Kabelo Gwamanda, mayor of Johannesburg, SA’s richest and largest city, is set to face a motion of no confidence this week after only four months in the position.
He is set to face a no-confidence vote on Thursday — courtesy of ActionSA. Meanwhile, the DA plans to move for an amendment to the motion of no confidence in Gwamanda and instead call for the dissolution of the council.
Gwamanda is a councillor of Al Jama-ah, which has three seats in the 270-seat Joburg council. There have been increasing calls for him to step down, with opposition councillors arguing he is not suitably qualified to lead the metro.
“The amendment will call for the motion to be postponed until November 2, when two years have elapsed and the council will be legally entitled to dissolve itself,” Fred Nel, the chair of the DA in Gauteng, said.
Gwamanda’s election marked the sixth time political power has changed hands in the metro since 2021 as warring political parties in the city, which has been governed through various coalitions since 2016, battle it out for the mayoral chain.

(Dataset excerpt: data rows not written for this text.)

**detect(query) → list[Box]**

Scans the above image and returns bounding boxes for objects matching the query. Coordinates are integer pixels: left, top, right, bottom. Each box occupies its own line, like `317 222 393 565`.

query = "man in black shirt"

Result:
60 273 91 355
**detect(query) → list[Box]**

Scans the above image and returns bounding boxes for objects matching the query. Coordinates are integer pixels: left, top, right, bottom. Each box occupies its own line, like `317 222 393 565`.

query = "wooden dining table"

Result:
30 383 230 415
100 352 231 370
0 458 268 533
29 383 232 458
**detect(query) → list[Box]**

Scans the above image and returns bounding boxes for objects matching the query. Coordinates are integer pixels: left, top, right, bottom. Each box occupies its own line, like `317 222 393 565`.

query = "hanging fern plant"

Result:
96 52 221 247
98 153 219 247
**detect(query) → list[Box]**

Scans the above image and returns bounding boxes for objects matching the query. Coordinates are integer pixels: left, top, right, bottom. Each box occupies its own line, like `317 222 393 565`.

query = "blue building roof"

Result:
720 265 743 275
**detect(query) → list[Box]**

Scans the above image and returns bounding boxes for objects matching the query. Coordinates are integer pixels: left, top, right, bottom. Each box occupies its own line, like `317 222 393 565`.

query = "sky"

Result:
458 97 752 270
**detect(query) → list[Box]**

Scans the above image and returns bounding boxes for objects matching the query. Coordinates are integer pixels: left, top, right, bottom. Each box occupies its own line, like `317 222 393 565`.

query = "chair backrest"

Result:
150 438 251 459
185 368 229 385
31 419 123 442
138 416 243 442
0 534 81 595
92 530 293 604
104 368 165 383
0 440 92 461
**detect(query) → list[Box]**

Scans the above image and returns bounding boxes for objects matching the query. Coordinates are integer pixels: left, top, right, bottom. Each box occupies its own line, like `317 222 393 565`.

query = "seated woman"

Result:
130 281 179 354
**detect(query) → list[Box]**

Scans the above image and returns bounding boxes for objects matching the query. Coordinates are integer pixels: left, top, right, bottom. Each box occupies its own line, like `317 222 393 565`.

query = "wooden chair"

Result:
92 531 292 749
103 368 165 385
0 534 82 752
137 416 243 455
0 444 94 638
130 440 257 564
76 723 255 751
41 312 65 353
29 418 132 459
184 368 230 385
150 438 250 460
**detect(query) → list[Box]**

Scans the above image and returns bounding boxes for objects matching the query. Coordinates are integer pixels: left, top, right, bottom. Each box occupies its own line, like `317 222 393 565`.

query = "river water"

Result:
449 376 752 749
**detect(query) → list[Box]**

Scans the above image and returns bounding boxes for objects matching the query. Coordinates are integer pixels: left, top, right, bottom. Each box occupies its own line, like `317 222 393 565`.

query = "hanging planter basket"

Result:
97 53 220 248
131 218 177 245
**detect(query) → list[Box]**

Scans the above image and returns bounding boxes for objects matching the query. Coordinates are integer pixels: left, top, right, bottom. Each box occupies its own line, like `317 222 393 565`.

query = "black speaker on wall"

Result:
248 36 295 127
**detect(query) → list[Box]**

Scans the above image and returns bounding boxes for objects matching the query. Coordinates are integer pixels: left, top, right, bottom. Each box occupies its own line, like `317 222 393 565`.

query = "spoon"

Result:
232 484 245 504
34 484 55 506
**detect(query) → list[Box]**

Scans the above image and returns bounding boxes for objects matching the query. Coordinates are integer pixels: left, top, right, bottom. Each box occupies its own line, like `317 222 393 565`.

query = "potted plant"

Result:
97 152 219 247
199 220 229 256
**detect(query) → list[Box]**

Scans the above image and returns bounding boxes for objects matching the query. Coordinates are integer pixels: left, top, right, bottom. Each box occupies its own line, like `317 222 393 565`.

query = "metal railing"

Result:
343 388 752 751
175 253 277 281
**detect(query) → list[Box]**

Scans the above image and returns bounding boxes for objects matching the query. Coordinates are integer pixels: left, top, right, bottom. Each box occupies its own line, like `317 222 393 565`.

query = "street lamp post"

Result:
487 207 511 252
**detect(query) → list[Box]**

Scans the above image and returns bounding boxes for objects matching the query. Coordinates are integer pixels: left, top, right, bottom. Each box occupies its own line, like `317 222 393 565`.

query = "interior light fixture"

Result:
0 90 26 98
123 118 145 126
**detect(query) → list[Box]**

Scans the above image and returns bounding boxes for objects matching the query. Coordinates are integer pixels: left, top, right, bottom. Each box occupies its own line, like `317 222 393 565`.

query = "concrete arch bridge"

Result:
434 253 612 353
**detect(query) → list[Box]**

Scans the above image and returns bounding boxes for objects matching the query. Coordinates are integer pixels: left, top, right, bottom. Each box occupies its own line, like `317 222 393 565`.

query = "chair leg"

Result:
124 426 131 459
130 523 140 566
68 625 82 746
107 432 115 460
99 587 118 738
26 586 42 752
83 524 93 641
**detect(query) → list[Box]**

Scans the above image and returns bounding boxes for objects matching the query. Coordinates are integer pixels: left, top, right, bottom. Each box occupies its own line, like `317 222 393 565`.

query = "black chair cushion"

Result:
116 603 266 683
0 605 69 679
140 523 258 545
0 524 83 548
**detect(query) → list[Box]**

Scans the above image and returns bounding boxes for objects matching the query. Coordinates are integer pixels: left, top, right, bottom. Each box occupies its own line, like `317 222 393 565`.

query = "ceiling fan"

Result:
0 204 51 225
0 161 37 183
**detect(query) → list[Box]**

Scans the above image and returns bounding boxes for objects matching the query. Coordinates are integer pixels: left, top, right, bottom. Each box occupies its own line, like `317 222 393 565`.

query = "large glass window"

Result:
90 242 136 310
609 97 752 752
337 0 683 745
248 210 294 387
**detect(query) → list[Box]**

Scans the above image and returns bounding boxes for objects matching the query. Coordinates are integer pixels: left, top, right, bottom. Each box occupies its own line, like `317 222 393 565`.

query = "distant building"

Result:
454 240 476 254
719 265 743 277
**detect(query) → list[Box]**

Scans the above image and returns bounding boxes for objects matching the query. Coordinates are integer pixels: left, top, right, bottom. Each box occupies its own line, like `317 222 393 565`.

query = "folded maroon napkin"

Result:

The ANC, which has set its sights on winning an outright majority in the 2024 national elections despite polls showing that its electoral fortunes may decline below 50%, is set to launch a review of its 2019 elections manifesto.
The party’s president, Cyril Ramaphosa, will convene the main review process in Soweto on Saturday. This will be followed by provincial rallies throughout September. The ANC is expected to launch its election manifesto in January 2024 during its annual birthday celebrations.
The EFF has also begun preparing for the elections as it aims to increase its share of the electoral vote. The decade-old opposition party this weekend held its quarterly strategy meeting at which it was decided that its top leadership structures should be converted to election task forces.
The primary responsibility of the election task forces, which will be headed by party leader Julius Malema, is to “organise, mobilise for and co-ordinate all work in relation to elections”, Malema told reporters on Sunday.
Deputy president Paul Mashatile will this week undertake an official visit to South Sudan as the country prepares to hold its elections in 2024. Mashatile, who was appointed by Ramaphosa as a special envoy to the East African county, will meet South Sudan’s President Salva Kiir and other leaders during his official visit.
The visit is aimed at “taking stock of the latest developments in the implementation of the Revitalised Agreement on the Resolution of Conflict in the Republic of South Sudan, to monitor preparations for the national elections, to recommit SA’s support for the transition in South Sudan and to further strengthen bilateral relations between the two countries,” Mashatile’s spokesperson, Vukani Mde, said in a statement.
In parliament, the Reserve Bank and the Prudential Authority are expected to brief the standing committee on finance in the National Assembly on their annual reports. The central bank is also expected to use the opportunity on Wednesday to expand on its report into the theft at Ramaphosa’s Phala Phala game farm.
The Reserve Bank last week released its findings into the theft, clearing Ramaphosa of exchange control violations regarding the theft of $580,000 in cash from Phala Phala in February 2020.